# Athena SQL Model

This example will create an athena table for [Jan 2017 taxi dataset](https://aws.amazon.com/blogs/big-data/build-a-data-lake-foundation-with-aws-glue-and-amazon-s3/).  You can improve performance if you convert into a parquet format.

Configure your notebook role with permissions to [query data from athena](https://aws.amazon.com/blogs/machine-learning/run-sql-queries-from-your-sagemaker-notebooks-using-amazon-athena/) and access the s3 staging bucket.

## Install libraries

Install the [Athena library](https://pypi.org/project/PyAthena/) for python and [tqdm](https://tqdm.github.io/)

In [None]:
import sys
!{sys.executable} -m pip install -U pip
!{sys.executable} -m pip install -U pandas
!{sys.executable} -m pip install -U PyAthena[Pandas]==1.11.2
!{sys.executable} -m pip install -U tqdm
!{sys.executable} -m pip install -U sagemaker

In [2]:
!pip install pyathena[Pandas]==1.11.2




### Restart Kernel

Now that you have upgraded SageMaker you need to restart the kernel by clicking menu: `Kernel -> Restart & Clear Output`.

Once restarted, run the next cell to check you have version starting with `2.x`

In [1]:
import sys
!{sys.executable} -m pip show sagemaker

Name: sagemaker
Version: 2.19.0
Summary: Open source library for training and deploying models on Amazon SageMaker.
Home-page: https://github.com/aws/sagemaker-python-sdk/
Author: Amazon Web Services
Author-email: None
License: Apache License 2.0
Location: /opt/conda/lib/python3.7/site-packages
Requires: protobuf3-to-dict, importlib-metadata, protobuf, packaging, google-pasta, numpy, attrs, boto3, smdebug-rulesconfig
Required-by: 


## Import Data

Create an anthena database and external table for the imported nyc bit dataset.

In [3]:
import boto3
import sagemaker

# Initialize the boto session in us-east-1 region
boto_session = boto3.session.Session(region_name='us-east-1')
region = boto_session.region_name
bucket = sagemaker.session.Session(boto_session).default_bucket()
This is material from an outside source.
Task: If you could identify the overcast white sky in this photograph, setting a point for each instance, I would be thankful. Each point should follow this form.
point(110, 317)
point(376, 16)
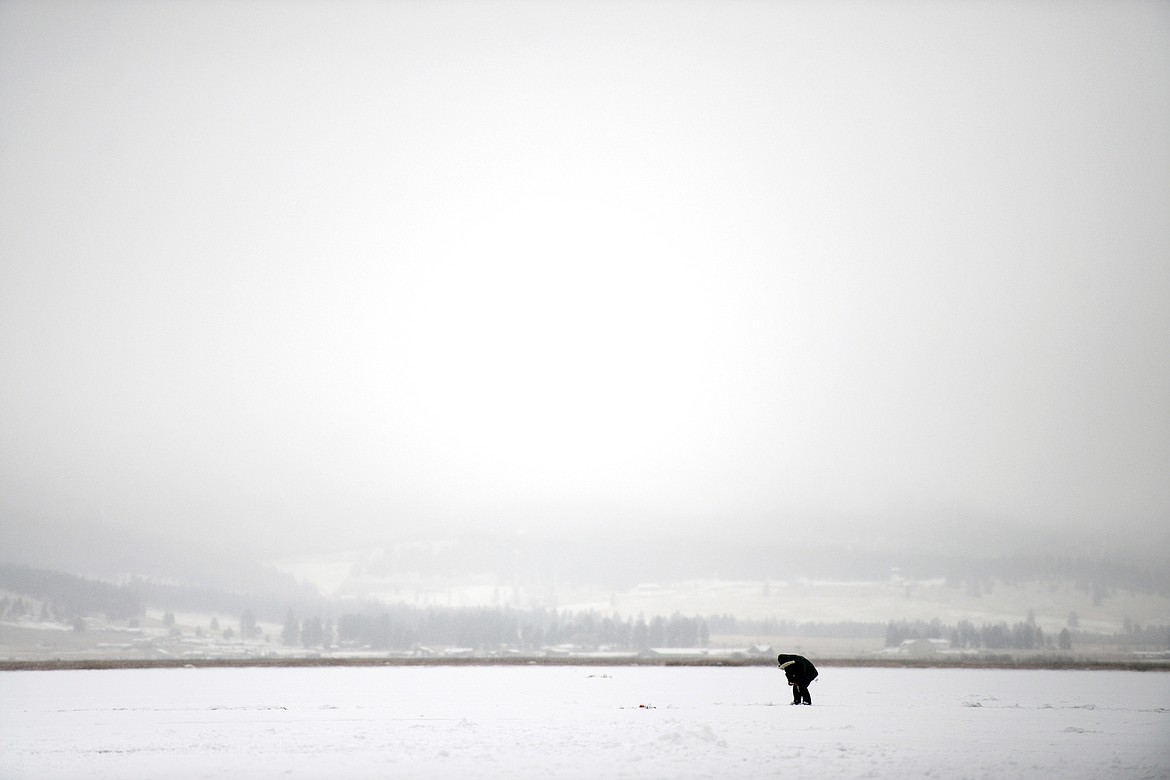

# Get the athena staging dir andtable
s3_staging_dir = 's3://{}/athena'.format(bucket)
db_name = 'nyc_taxi'
table_name = '{}.taxi_csv'.format(db_name)

print('s3 staging dir: {}'.format(s3_staging_dir))
print('athena table: {}'.format(table_name))

s3 staging dir: s3://sagemaker-us-east-1-840276314986/athena
athena table: nyc_taxi.taxi_csv


Make the bucket if it doesn't exist

In [4]:
!aws s3 mb s3://$bucket --region $region

make_bucket: sagemaker-us-east-1-840276314986


Query the nyc taxi dataset using [PandasCursor](https://pypi.org/project/PyAthena/#pandascursor) for improved performance

In [5]:
from pyathena import connect
from pyathena.pandas_cursor import PandasCursor
import pandas as pd

cursor = connect(s3_staging_dir=s3_staging_dir,
                 region_name=region,
                 cursor_class=PandasCursor).cursor()

In [6]:
sql_ddl_create_table = 'CREATE DATABASE IF NOT EXISTS {};'.format(db_name)

cursor.execute(sql_ddl_create_table)
print('Status: {}, Run time: {:.2f}s'.format(cursor.state, 
    cursor.execution_time_in_millis/1000.0))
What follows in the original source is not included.